Ever get chills listening to a particularly moving piece of music? You can thank the salience network of the brain for that emotional jolt. Surprisingly, this region also remains an island of remembrance that is spared from the ravages of Alzheimer’s disease. Researchers at U of U Health are looking to this area of the brain to develop music-based treatments to help alleviate anxiety in patients with dementia and recently published a paper in The Journal of Prevention of Alzheimer’s Disease.
For three weeks, U researchers helped participants select meaningful music and taught the patient and caregiver how to use a portable media player loaded with the song collection. “Music is like an anchor, grounding the patient back in reality,” says Jace King BS’10 MBA’14 PhD’18, now a postdoc at the U and first author of the paper. “When you put headphones on dementia patients and play familiar music, they come alive.”
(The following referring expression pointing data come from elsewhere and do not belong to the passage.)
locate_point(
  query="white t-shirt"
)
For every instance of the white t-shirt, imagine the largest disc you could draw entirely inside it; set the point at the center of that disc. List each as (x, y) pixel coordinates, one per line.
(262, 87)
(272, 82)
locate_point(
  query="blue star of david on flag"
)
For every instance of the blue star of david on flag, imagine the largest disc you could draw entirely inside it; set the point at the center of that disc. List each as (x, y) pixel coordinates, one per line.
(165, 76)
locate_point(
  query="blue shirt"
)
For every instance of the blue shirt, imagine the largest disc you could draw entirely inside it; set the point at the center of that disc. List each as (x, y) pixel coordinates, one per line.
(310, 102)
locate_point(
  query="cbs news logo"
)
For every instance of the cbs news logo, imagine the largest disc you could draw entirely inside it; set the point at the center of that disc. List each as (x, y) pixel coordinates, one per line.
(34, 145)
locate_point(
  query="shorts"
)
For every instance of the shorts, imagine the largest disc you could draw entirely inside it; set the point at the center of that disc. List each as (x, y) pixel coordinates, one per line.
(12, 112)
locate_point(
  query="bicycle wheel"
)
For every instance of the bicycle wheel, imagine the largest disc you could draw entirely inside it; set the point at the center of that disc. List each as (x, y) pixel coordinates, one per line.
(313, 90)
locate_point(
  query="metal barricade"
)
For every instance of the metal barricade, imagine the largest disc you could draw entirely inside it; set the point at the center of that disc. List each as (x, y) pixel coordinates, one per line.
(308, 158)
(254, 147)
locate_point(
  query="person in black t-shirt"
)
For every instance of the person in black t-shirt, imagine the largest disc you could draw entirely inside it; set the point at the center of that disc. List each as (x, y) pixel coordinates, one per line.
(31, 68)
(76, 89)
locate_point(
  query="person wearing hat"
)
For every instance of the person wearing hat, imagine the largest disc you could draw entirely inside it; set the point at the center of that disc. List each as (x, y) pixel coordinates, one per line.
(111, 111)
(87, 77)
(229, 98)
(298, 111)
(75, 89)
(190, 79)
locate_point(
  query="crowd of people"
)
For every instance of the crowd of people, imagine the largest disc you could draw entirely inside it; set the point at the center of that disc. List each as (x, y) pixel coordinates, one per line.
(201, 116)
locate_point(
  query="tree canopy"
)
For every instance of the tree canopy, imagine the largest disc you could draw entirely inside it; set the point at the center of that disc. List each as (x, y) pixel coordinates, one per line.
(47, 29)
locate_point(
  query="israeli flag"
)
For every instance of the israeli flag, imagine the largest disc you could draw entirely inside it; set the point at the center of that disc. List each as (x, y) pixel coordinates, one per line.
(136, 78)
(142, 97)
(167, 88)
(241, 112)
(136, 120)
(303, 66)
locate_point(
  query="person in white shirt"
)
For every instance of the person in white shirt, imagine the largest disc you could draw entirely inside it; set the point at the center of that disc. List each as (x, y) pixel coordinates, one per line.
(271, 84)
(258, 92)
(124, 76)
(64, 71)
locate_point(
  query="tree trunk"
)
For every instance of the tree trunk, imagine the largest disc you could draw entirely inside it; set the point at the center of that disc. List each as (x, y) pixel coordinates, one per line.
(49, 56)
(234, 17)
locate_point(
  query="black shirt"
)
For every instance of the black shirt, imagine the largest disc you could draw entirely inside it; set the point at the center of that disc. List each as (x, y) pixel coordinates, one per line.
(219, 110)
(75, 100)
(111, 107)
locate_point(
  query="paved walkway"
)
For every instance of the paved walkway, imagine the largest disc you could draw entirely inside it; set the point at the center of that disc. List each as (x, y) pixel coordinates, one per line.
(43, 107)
Researchers used an MRI to produce images of the parts of the brain that lit up when patients listened to music, then compared those images to scans taken without music. They found that music activates the brain, causing whole regions to communicate. “People with dementia are confronted by a world that is unfamiliar to them, which causes disorientation and anxiety,” says Jeff Anderson, a U radiologist and contributing author on the study. “We believe music will tap into the salience network of the brain that is still relatively functioning.”
In another study, U researchers found that music can also be used to help lessen pain. Mice in the study were separated into two groups—the control group was exposed to ambient noise, while the music-intervention group listened to three three-hour segments of Mozart for 21 days. When paired with music, ibuprofen reduced pain responses by 93 percent more compared to the drug alone.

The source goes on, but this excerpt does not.